In Tables 1 and 2, for a fixed spatial step \(h=1/800\) and some different time meshes \(\varDelta t_1=1/25, \varDelta t_2=1/50, \varDelta t_3=1/100\), we can see that the orders of convergence for \(u\) and \(\sigma \) are close to \(1.5, 1.3\) and \(1.1\) with different \(\alpha =0.5,0.7,0.9\), respectively. The convergence results are consistent with the results \(O(\varDelta t^{2-\alpha })\) of the theoretical analysis.

In Tables 3 and 4, we obtain the optimal second-order convergence rate for \(u\) and \(\sigma \) in \(L^2\)-norm and the optimal first-order \(H^1\)-norm error results for the changed spatial meshes \(h_1=1/25, h_2=1/50, h_3=1/100\) and the fixed time step \(\varDelta t=1/800\). These numerical results of optimal a priori error estimates confirm the conclusions for the \(H^1\)-Galerkin MFE method.

Table 1 The convergence results of time for \(u\) with fixed \(h=1/800\) and different \(\alpha \)
Table 2 The convergence results of time for \(\sigma \) with fixed \(h=1/800\) and different \(\alpha \)
Table 3 Spatial convergence results for \(u\) with fixed \(\varDelta t=1/800\) and different \(\alpha \)
Table 4 Spatial convergence results for \(\sigma \) with fixed \(\varDelta t=1/800\) and different \(\alpha \)

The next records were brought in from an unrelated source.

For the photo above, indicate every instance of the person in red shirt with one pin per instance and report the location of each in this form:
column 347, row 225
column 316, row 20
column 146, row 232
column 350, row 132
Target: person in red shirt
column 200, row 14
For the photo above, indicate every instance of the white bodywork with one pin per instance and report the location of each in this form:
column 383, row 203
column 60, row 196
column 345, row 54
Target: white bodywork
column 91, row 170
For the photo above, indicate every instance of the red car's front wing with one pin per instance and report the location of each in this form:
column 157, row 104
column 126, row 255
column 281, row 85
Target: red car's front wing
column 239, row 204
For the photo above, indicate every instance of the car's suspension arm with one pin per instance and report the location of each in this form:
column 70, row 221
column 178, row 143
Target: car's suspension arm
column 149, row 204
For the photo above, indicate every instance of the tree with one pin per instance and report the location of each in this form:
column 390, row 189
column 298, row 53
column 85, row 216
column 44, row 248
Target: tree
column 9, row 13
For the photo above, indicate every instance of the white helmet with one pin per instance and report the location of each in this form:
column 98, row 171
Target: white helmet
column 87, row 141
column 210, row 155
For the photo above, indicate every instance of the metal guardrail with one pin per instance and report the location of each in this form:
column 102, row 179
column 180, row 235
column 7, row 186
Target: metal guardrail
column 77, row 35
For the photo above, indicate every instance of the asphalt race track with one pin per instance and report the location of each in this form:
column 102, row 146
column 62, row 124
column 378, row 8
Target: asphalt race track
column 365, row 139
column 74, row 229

6 Some concluding remarks and extensions

As far as we know, MFE methods for solving fractional PDEs have not been seen in the current literatures. In this article, our aim is to study an \(H^1\)-Galerkin MFE method for solving time fractional order reaction diffusion equation. We obtain some optimal a priori error estimates for the scalar unknown \(u\) and its gradient \(\sigma \) in \(L^2\) and \(H^1\)-norms. For verifying the effectiveness of our method, we provide some numerical results by using Matlab procedure.

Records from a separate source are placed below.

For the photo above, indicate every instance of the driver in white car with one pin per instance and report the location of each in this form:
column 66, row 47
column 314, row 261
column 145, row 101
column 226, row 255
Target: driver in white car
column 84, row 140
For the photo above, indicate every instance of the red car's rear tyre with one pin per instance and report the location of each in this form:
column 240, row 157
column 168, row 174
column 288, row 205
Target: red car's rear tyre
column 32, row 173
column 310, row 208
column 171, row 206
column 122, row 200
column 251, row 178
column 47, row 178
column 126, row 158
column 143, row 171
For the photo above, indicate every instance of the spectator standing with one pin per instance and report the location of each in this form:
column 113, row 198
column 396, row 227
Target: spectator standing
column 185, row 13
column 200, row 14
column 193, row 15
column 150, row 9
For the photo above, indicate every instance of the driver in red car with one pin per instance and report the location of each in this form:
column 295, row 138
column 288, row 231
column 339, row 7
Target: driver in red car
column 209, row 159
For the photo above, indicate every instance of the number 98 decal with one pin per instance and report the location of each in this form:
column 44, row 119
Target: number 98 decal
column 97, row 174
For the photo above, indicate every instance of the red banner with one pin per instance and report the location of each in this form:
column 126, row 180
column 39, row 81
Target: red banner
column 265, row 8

In the near future, we will study the \(H^1\)-Galerkin MFE method to solve the fractional telegraph equation [7], the variable-order fractional advection diffusion equation [10] and so on. At the same time, we are trying to find some new discrete methods for approximating fractional derivatives and study some other MFE procedures [37, 42] based on moving finite element method [1] for solving the fractional PDEs.